1 de fev. de 2010

Ainda Arthuro

Era duas menos trinta do meio dia, quando ouvi a campainha. Minha mãe toda vestida penteava o cabelo. “Que saudade do permanente” – “ Faça” – “ Não posso” – “Como?” – “ Já tem a química da pintura” – “ Ah! Atenda a porta por favor deve de ser o Arthuro, digo Arth”. Era Arth. Uma imensa cabeleira loira, uns intensos escuros óculos. Calças de jogar capoeira, branca, transparente. Camiseta cava redonda sem mangas rosa bordô, camisa em mangas curtas, branca, aberta, despojada pelo ombro. Pulseira corrente em prata. Calçava um chinelo em couro cru com uma alça ao peito do pé, sustentado por uma argola em couro no dedão e unhas pintadas com um transparente e delicado rosa.
- Querida, como você é mais jovem que pensei!
- Obrigada entre Arth.
- Ârtie.
- Como?
- Ah! Minha filha, se o bofe pode por um acento numa paroxítona Dárcy terminada em y, eu posso por o circunflexo.
- E eu? Mamãe fazia uma voz de criança.
- Você? Rum. Ârtie pousava sua bolsa preta da Nike à mesa e com as mãos livres arranjava a franja dos cabelos de mamãe. Bote logo um trema Lü. Disse Ârtie fazendo um petit bicô. Beliscando carinhosamente o queixo de mamãe. Quando passaram pela cozinha Ârtie fez o intenso escuro escorregar pelo aquilino nariz e com um nuto me tinha cumprimentado e quando já adentrava à copinha, olhou para trás tudo ao mesmo tempo dizendo: faz bom olor!

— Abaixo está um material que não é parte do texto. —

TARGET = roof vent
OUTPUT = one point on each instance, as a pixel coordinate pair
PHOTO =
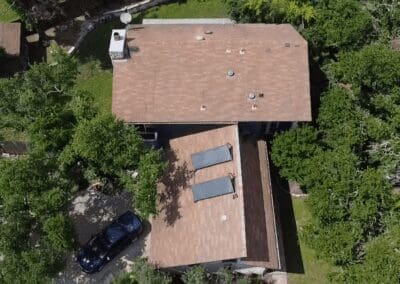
(117, 36)
(252, 96)
(118, 49)
(224, 218)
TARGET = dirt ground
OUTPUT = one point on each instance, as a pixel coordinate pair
(90, 212)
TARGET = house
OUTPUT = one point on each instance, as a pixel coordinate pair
(213, 89)
(13, 57)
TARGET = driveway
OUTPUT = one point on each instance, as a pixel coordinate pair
(90, 212)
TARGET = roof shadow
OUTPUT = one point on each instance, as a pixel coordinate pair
(293, 257)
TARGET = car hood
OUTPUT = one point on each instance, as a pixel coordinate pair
(88, 260)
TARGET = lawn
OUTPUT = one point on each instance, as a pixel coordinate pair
(315, 270)
(6, 13)
(190, 9)
(95, 46)
(96, 68)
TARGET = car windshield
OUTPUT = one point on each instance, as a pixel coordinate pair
(114, 233)
(130, 222)
(98, 247)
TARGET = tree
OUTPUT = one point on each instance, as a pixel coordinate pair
(382, 259)
(37, 102)
(292, 149)
(33, 237)
(37, 12)
(195, 275)
(143, 272)
(339, 25)
(109, 150)
(272, 11)
(105, 146)
(374, 69)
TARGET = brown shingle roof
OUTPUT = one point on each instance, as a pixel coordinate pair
(171, 75)
(186, 232)
(220, 228)
(10, 38)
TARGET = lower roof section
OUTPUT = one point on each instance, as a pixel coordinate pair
(186, 232)
(232, 226)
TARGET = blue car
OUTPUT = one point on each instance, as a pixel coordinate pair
(107, 244)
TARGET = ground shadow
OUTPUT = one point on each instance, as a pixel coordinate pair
(319, 84)
(90, 212)
(293, 257)
(174, 182)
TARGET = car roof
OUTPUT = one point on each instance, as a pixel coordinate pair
(114, 232)
(130, 221)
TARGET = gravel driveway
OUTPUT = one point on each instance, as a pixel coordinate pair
(90, 212)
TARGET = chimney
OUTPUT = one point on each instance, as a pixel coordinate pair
(118, 48)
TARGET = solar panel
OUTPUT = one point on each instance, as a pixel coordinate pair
(211, 157)
(212, 188)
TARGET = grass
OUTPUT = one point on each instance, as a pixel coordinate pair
(7, 14)
(98, 80)
(190, 9)
(315, 270)
(96, 73)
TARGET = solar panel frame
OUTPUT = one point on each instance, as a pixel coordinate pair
(212, 188)
(211, 157)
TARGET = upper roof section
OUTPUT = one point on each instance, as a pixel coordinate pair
(10, 38)
(213, 73)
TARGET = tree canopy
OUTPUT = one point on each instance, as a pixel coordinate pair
(348, 159)
(70, 145)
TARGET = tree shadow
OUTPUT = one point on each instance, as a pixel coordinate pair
(319, 84)
(293, 257)
(174, 182)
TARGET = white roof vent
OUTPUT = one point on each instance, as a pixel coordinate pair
(252, 96)
(200, 38)
(118, 48)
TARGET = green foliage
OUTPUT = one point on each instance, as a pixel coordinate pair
(340, 25)
(107, 149)
(104, 145)
(337, 242)
(36, 100)
(340, 118)
(382, 259)
(34, 234)
(59, 232)
(143, 272)
(291, 149)
(272, 11)
(374, 69)
(386, 17)
(195, 275)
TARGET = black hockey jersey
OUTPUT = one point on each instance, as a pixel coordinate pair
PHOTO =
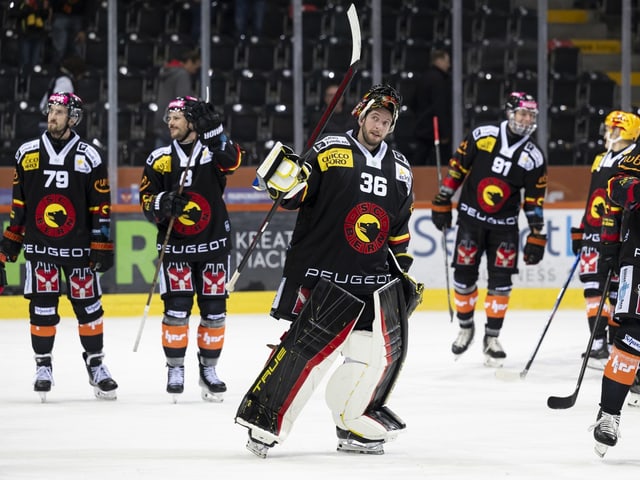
(494, 173)
(356, 207)
(203, 231)
(60, 200)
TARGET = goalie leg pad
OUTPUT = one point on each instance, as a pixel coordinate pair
(358, 389)
(299, 363)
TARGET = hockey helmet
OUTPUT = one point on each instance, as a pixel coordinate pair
(69, 100)
(521, 101)
(179, 104)
(628, 125)
(379, 96)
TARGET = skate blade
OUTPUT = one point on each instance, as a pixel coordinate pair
(213, 397)
(600, 449)
(493, 362)
(103, 395)
(258, 449)
(373, 449)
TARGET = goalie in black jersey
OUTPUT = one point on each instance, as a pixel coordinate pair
(61, 217)
(340, 286)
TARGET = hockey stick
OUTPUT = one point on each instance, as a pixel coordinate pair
(354, 24)
(561, 403)
(511, 375)
(161, 258)
(436, 143)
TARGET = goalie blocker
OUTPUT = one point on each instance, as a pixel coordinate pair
(357, 391)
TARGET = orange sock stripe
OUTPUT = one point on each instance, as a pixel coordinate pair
(43, 331)
(495, 306)
(91, 329)
(210, 338)
(621, 367)
(174, 336)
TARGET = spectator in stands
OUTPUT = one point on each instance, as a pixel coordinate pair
(341, 119)
(433, 99)
(249, 13)
(35, 15)
(69, 71)
(175, 78)
(71, 18)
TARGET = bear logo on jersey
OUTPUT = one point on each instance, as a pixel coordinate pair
(195, 217)
(492, 193)
(55, 215)
(366, 227)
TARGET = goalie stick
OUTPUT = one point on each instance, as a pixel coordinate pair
(354, 24)
(562, 403)
(511, 375)
(436, 144)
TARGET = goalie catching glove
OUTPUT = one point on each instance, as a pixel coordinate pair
(281, 173)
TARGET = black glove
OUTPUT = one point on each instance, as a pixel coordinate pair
(534, 248)
(169, 204)
(3, 273)
(609, 253)
(206, 122)
(441, 212)
(11, 245)
(101, 254)
(576, 239)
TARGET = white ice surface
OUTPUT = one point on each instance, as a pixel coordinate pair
(463, 422)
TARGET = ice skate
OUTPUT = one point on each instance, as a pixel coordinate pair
(44, 376)
(598, 355)
(493, 352)
(605, 431)
(104, 387)
(212, 387)
(633, 399)
(463, 340)
(349, 442)
(258, 448)
(175, 381)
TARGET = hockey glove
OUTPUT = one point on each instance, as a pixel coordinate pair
(576, 239)
(281, 173)
(11, 244)
(441, 212)
(609, 254)
(169, 204)
(3, 273)
(534, 248)
(207, 123)
(101, 256)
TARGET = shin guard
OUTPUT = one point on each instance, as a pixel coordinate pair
(298, 363)
(359, 388)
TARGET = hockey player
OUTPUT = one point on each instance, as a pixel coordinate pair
(354, 196)
(491, 167)
(620, 130)
(623, 189)
(60, 217)
(185, 181)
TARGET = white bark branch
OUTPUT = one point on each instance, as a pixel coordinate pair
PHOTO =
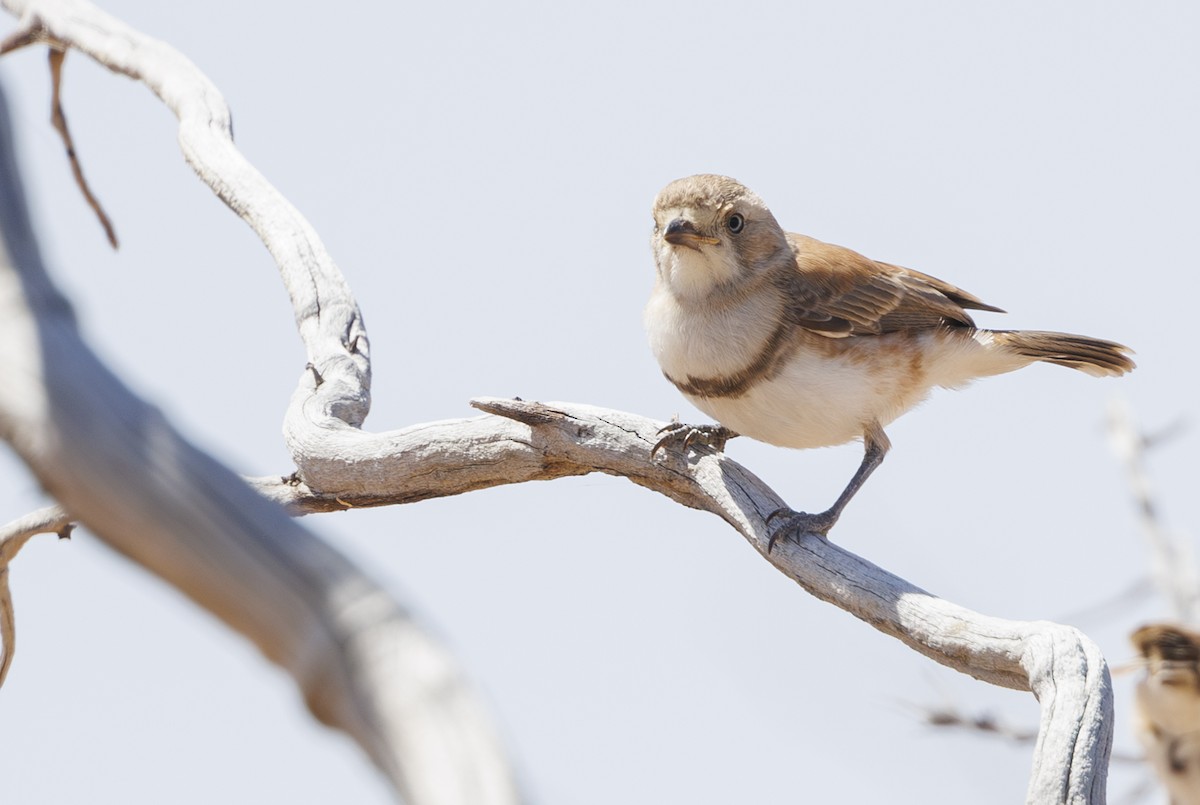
(361, 662)
(341, 466)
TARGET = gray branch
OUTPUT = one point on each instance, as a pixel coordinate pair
(193, 523)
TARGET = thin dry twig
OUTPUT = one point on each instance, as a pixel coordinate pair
(59, 120)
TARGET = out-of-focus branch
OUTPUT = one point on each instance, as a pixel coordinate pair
(13, 538)
(339, 464)
(1171, 560)
(1169, 708)
(117, 463)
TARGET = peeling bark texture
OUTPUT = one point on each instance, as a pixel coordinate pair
(360, 660)
(299, 600)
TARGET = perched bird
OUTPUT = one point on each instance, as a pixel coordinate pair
(805, 344)
(1168, 707)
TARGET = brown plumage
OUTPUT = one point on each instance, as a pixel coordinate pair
(802, 343)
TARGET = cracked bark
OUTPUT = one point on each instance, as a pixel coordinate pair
(202, 529)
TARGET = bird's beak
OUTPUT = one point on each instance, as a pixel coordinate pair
(683, 233)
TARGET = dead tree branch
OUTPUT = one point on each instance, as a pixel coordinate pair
(340, 464)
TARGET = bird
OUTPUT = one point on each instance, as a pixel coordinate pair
(801, 343)
(1168, 707)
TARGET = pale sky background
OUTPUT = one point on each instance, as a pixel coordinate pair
(483, 173)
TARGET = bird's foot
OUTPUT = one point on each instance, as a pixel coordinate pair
(793, 523)
(714, 436)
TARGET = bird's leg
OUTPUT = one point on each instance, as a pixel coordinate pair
(875, 448)
(714, 436)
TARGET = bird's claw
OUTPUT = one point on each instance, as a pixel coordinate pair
(714, 436)
(797, 522)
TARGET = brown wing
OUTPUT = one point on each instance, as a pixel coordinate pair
(838, 292)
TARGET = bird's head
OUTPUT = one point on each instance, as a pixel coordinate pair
(712, 233)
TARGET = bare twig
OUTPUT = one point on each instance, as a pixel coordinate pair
(1171, 560)
(340, 464)
(59, 120)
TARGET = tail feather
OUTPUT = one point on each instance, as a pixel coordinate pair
(1096, 356)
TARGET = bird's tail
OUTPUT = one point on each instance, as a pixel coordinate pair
(1096, 356)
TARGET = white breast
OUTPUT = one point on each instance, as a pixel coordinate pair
(827, 392)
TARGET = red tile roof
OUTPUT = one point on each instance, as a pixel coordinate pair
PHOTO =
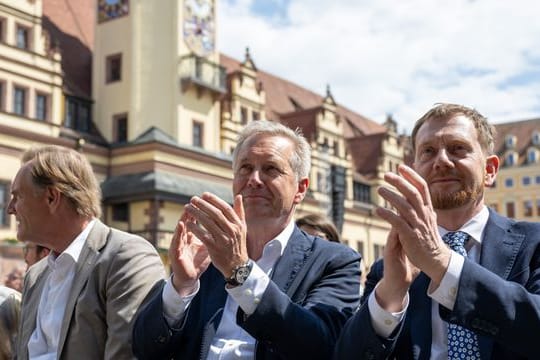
(522, 130)
(286, 100)
(71, 24)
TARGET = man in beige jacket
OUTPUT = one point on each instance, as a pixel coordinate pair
(79, 302)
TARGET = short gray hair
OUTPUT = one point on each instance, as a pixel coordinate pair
(300, 161)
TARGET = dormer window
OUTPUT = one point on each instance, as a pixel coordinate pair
(510, 141)
(536, 138)
(532, 156)
(511, 159)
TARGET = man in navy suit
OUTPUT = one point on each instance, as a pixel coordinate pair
(479, 300)
(246, 281)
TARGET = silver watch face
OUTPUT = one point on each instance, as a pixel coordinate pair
(242, 274)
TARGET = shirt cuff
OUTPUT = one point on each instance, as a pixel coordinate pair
(446, 293)
(174, 305)
(249, 294)
(384, 322)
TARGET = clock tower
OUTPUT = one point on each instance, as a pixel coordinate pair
(156, 64)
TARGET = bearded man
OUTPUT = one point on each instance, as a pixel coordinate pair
(459, 280)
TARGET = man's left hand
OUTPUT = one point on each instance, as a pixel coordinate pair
(415, 221)
(221, 228)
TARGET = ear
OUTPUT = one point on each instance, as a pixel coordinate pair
(492, 168)
(53, 198)
(303, 185)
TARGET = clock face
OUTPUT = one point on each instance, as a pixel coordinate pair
(111, 9)
(199, 26)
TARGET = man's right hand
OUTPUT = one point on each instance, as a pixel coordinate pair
(398, 275)
(189, 258)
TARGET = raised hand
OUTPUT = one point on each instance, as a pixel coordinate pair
(189, 258)
(415, 222)
(221, 228)
(398, 275)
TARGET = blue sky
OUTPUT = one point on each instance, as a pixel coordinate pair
(398, 57)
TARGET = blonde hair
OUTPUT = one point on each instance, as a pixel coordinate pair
(443, 111)
(70, 173)
(10, 311)
(300, 160)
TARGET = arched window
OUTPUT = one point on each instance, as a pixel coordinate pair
(532, 156)
(510, 141)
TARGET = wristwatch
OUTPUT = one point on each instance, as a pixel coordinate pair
(240, 274)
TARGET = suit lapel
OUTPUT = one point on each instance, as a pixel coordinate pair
(499, 246)
(420, 321)
(291, 262)
(499, 250)
(96, 240)
(32, 296)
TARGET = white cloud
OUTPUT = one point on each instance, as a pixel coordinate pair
(398, 57)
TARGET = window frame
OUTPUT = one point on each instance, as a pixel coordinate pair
(117, 119)
(24, 89)
(197, 140)
(28, 36)
(46, 104)
(111, 75)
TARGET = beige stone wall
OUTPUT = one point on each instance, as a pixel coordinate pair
(501, 194)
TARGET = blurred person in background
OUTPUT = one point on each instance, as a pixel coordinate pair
(10, 308)
(320, 226)
(33, 253)
(15, 279)
(81, 300)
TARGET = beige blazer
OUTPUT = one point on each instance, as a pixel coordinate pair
(115, 273)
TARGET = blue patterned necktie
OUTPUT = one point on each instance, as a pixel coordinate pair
(462, 343)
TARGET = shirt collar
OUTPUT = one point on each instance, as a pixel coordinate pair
(474, 227)
(281, 239)
(75, 248)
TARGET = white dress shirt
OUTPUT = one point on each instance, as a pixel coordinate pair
(43, 344)
(385, 322)
(231, 341)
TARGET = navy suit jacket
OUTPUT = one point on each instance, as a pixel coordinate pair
(499, 299)
(314, 290)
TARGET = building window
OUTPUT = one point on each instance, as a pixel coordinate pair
(362, 192)
(19, 101)
(536, 138)
(510, 209)
(4, 199)
(77, 114)
(378, 251)
(2, 30)
(2, 95)
(22, 40)
(360, 247)
(511, 159)
(113, 68)
(121, 212)
(243, 115)
(531, 156)
(510, 141)
(527, 208)
(198, 133)
(120, 128)
(494, 206)
(41, 106)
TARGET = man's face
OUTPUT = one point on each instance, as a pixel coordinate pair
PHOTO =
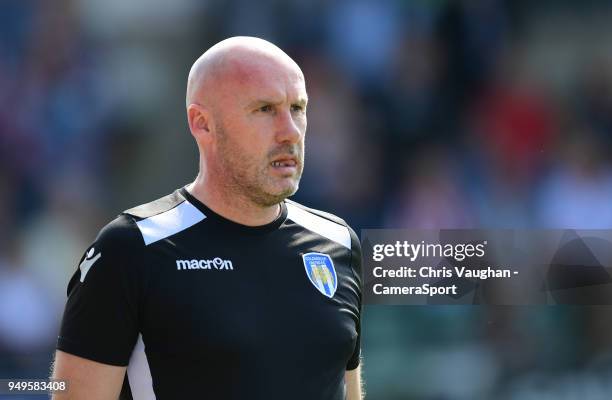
(260, 123)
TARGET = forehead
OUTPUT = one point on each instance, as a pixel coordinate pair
(278, 80)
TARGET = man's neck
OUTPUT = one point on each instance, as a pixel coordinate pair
(232, 207)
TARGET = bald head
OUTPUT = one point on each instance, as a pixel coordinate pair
(235, 58)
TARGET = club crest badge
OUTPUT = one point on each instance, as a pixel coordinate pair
(321, 272)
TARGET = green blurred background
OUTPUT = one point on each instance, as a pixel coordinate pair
(423, 114)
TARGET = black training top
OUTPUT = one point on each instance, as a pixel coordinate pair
(200, 307)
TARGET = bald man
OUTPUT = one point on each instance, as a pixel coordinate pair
(224, 289)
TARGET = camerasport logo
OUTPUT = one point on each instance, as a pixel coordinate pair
(88, 262)
(216, 263)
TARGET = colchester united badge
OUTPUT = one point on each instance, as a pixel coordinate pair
(321, 272)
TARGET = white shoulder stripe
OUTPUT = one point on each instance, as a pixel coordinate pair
(168, 223)
(139, 373)
(324, 227)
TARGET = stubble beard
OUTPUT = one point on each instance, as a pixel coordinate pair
(250, 179)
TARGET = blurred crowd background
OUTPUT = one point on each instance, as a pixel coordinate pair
(423, 114)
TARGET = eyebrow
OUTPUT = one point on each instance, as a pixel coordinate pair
(302, 101)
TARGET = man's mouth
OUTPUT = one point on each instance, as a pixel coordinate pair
(284, 163)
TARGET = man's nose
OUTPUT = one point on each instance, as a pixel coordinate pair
(287, 129)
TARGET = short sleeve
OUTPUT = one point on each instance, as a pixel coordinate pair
(357, 271)
(100, 320)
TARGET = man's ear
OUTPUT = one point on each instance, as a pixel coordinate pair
(199, 121)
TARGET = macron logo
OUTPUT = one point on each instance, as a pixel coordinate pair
(215, 263)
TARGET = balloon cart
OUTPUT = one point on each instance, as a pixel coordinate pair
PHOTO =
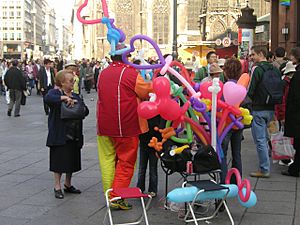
(198, 118)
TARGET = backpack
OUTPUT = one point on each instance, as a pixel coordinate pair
(271, 86)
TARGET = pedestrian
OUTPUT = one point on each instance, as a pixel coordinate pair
(292, 112)
(279, 61)
(204, 71)
(72, 66)
(46, 77)
(148, 154)
(120, 89)
(265, 91)
(232, 71)
(96, 70)
(36, 69)
(16, 84)
(65, 137)
(215, 71)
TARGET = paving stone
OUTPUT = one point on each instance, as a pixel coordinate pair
(15, 179)
(8, 201)
(273, 207)
(281, 196)
(12, 221)
(25, 211)
(264, 184)
(267, 219)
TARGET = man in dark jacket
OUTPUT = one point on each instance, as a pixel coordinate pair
(292, 112)
(46, 78)
(263, 112)
(16, 84)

Foram para o quarto e se acomodaram à cama. Enquanto as duas tricotavam. Pacientemente me ansiava com os fideus a se eriçarem, o quê nem sempre acontece. Sem isso não passaria de uma macarronada ordinária de frutos do mar. No que comecei a por a mesa à copinha, esta foi invadida pela dupla. E num transbordamento de alegria puseram-se a enfeitar o comedor. Do quintal Ârtie e mamãe trouxeram uns ramos de manjericão, dois cachinhos de uvas ainda verdes. De seguida foram à rua e cortaram um ramo da pitangueira à calçada com pitangas do verde ao vermelho passando por todos os matizes de amarelo e vermelho. Meus velhos pratos da Arcoroc vieram também prestigiar. Fiz com que se acomodassem e lhes trouxe uns camarões vestidos com espaguetes cozidos em tinta de lulas. Disse-lhes: Camarões a Black Tie.
Ârtie aplaudia e de seguida me corrigiu fazendo um q seco e Blâq Tai e fazia uma onda com a língua que tocava o céu da boca lá no fundo da cavidade bucal. Mamãe quase entrava dentro de sua boca a fim de ver.
- Como se faz em Eaton. Disse-nos.
De seguida apresentei-lhes a Fideuà. Os fideuzinhos estavam mais eriçados que os cabelos do Manolito. Muito aplaudida a Fideuà foi comida com costas de garfo. Mamãe preferiria a colher, mas Ârtie insistiu-lhe “Garfo querida”.
Eu havia jogado futebol pela manhã, como a cada domingo. Assim com meu justificado cansaço fui para minha sesta, pois logo teria que ir trabalhar. Despertei-me entorpecido. Duchei-me e dei-me conta que estavam trancados/a no quarto de mamãe. Despedi-me através da porta e fui trabalhar. Mamãe disse: “tranque a porta do quintal”.